A GDF is an underground facility designed to safely and securely dispose of higher activity radioactive waste. 

The Partnership’s Community Engagement Team will be out and about across the Mid Copeland area in Beckermet, Seascale, Gosforth, Calderbridge, Drigg, Haile and Thornhill. 

Community Engagement Manager, Gillian Johnston, said: “We want people to come along and have a chat with us, ask us questions, raise any concerns, talk about opportunities – we’re here to help.

“We’re trying to cover as many locations in the area as possible at different times to give as much opportunity for people to join us. The discussions will help us to build up a picture of the main themes which are important in each community.

“At a later date, we could then bring some different experts in their field to discuss in more detail the subjects which matter most to people.”

The drop-ins start on Monday, March 7 and run until Friday, March 25.

The first week’s events are:

March 7: Gosforth Public Hall (9.30am-12pm); Beckermet Reading Rooms (1-4pm)

March 8: Seascale Library (9.30am-12pm); Haile Village Hall (1-4pm)

March 9: Beckermet Reading Rooms (9.30am-12pm); Drigg & Carleton Village Hall (1-4pm)

March 10: Gosforth Public Hall (9.30am-12pm); Seascale Library (1-4pm)

March 11: Drigg & Carleton Village Hall (9.30am-12pm); Calderbridge & Ponsonby Village Hall (1-4pm).


The dates for all of the drop-ins can be found on the Mid Copeland GDF Community Partnership website:

The Community Partnership’s initial membership includes Chair Mark Cullinan, Copeland Borough Council, the GDF developer, Cumbria Association of Local Councils (CALC) and local councillors. Its formation has given access to £1million investment funding to support projects that benefit the local community – which would rise to £2.5m per year if deep borehole investigations to assess geology take place.
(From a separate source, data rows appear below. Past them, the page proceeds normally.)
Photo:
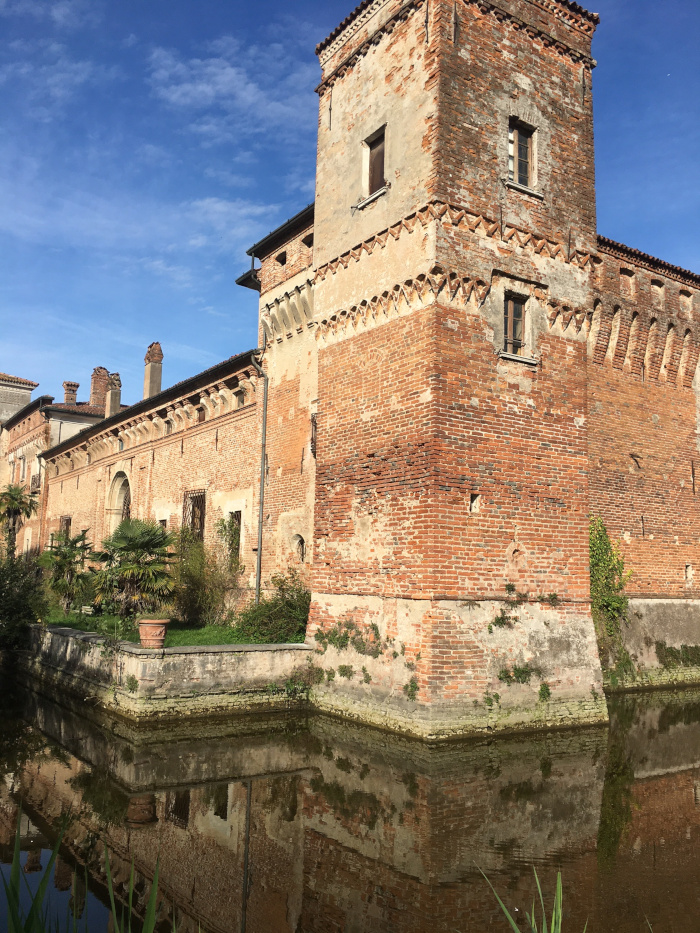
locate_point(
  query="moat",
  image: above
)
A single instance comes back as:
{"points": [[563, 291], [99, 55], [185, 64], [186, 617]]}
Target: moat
{"points": [[312, 825]]}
Deep geology off the coast is being considered for siting the underground elements of a GDF. This means a surface facility on the coast would provide access to a disposal area deep in rock beyond the coast.

A GDF requires a suitable site and willing community. If a suitable site is found in Copeland – a decision which could take 10-15 years – a Test of Public Support to give people living in the wards affected a direct say would be held on whether or not the project should go ahead. 

A community that takes the opportunity to host a GDF will receive significant additional investment and long-term benefits for future generations, including jobs and skills.